Once standing (gingerly) on one foot, I was able to inspect my savior—a plump middle-aged gal with brown eyes, and brown curls poking out of her Eskimo hood, her entire torso encased in one of those full-length puffy white numbers that imitate (or
are
?) bedding—before she plunged into the river of yellow cabs, apparently in order to hail me one. At 4:30, Christmas Eve! 3:30
maybe
, 7:30 sure. But 4:30? “Ya gotta be kiddin’, pal!” Time for all good Yemeni taxi-drivers to be home with their fretful families. Sometimes Manhattan goes parochial on you, not cosmopolitan at all but subject to strange suburban rites. The mask slips and you see. . . america lurking below, what you came to New York to get away from! So it was handy to have a fine example of a Manhattan madwoman on my side, ready to wade into Madison Avenue until a cab either stopped or ran her over, complete with her bags of touching Christmas treats: chocolate éclairs no doubt, or profiteroles maybe, to be consumed later in solitary squalor under the glare of her pet spider and the bare bulb needed to keep the thing alive.
It worked! Soon ensconced in the fetid folds of a taxicab and distracted by pain (acute), shock (temporary), hypothermia (imaginary), hypochondria
(
just the usual), and rudeness (innate), I failed to thank the woman. But the sight of her out the back window abruptly erased the sad sack impression I’d formed at first. With her circular face surrounded by fake fur, her pink cheeks radiant (in fact kind of
sweaty
) from her exertions on my behalf, and a slight smile forming on her lips, she now looked more like something Gertrude would cover with glitter and stick on top of the tree.
Equipped with my diagnosis (as I thought, sprained ankle), bandages, ice packs, a pretty premature physiotherapy advice sheet, and the few shreds of dignity that had survived all the doctor-as-patient jokes in the Emergency Ward, I slunk around my apartment like Smokey the Bear, weakened, depleted, a-prowlin’ and a-growlin’ and a-sniffin’ the air. That I, Harrison Hanafan, an eminent New York plastic surgeon with a drawer full of affidavits from admiring patients attesting to my ingenuity and aesthetic awareness, should find myself floundering, crawling on the ground! I was one of
them
now, the hapless, helpless, needy greedy unwell.
It suddenly seemed clear that I would never ascend Everest, or abseil down the Empire State Building, or fly to the moon—not soon anyway. I’d never be asked to pitch for the Yankees, never carry a bride across a threshold (unless quite a diminutive bride and a very straightforward threshold), I’d probably never be the President of the United States and/or a matador, might never manage to possess a fully equipped toolbox, or conquer athlete’s foot once and for all, and my castration complex. Hell, I didn’t even have the guts to order my usual Szechuan dishes from the take-out! My whole being was now focused on avoiding discomfort.

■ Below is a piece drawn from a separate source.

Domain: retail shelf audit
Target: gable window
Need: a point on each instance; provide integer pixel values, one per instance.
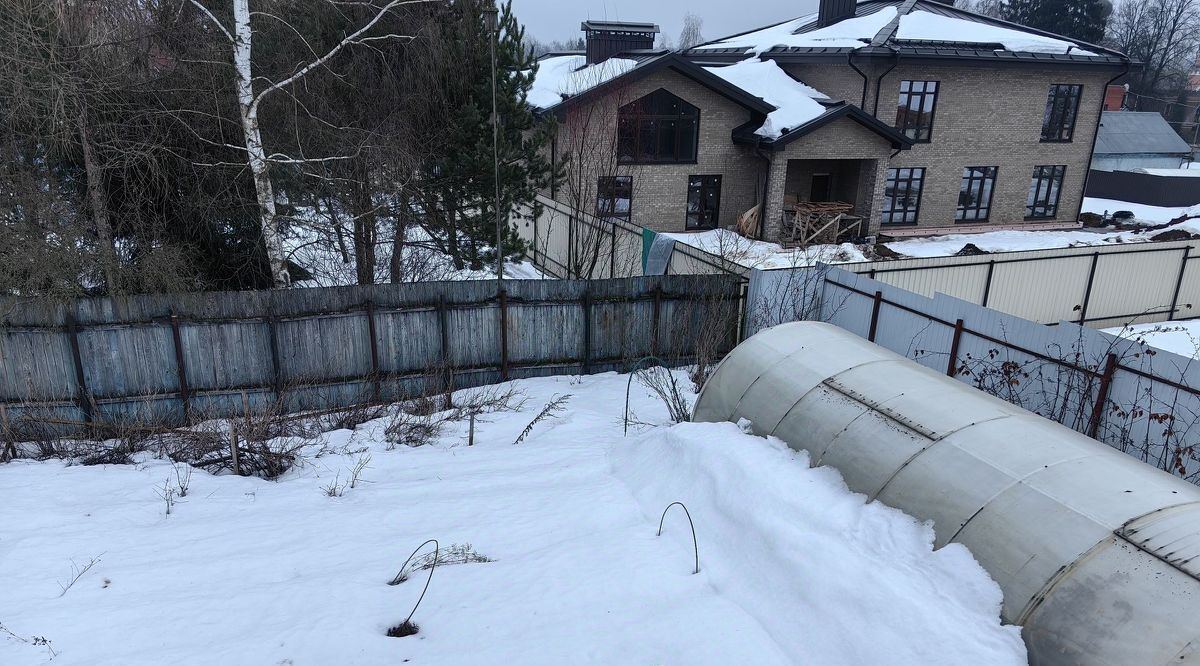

Half the man I was, I stuck close to home, further injuring myself, in a cruel cycle of fate, one incapacity leaving you peculiarly susceptible to others. Standing on a low shelf in my closet on my one good foot, in search of my sickbed hat (which has seen me through many a minor cold), I fell, wrenching my shoulder and incurring a cascade of shoeboxes upon my bare head. Having never cooked before (unless Eggnog and microwaving count), I incautiously boiled a baking potato, burnt my tongue tasting the half-raw result, then tried to purée the potato and mangled my thumb in the blender I’d never used before, necessitating a splint of my own devising. A Christmas repast worthy of Scrooge himsel
f
! With one functioning hand, one serviceable foot, aching shoulder, and burnt tongue, I called my big sister, Bee, in England.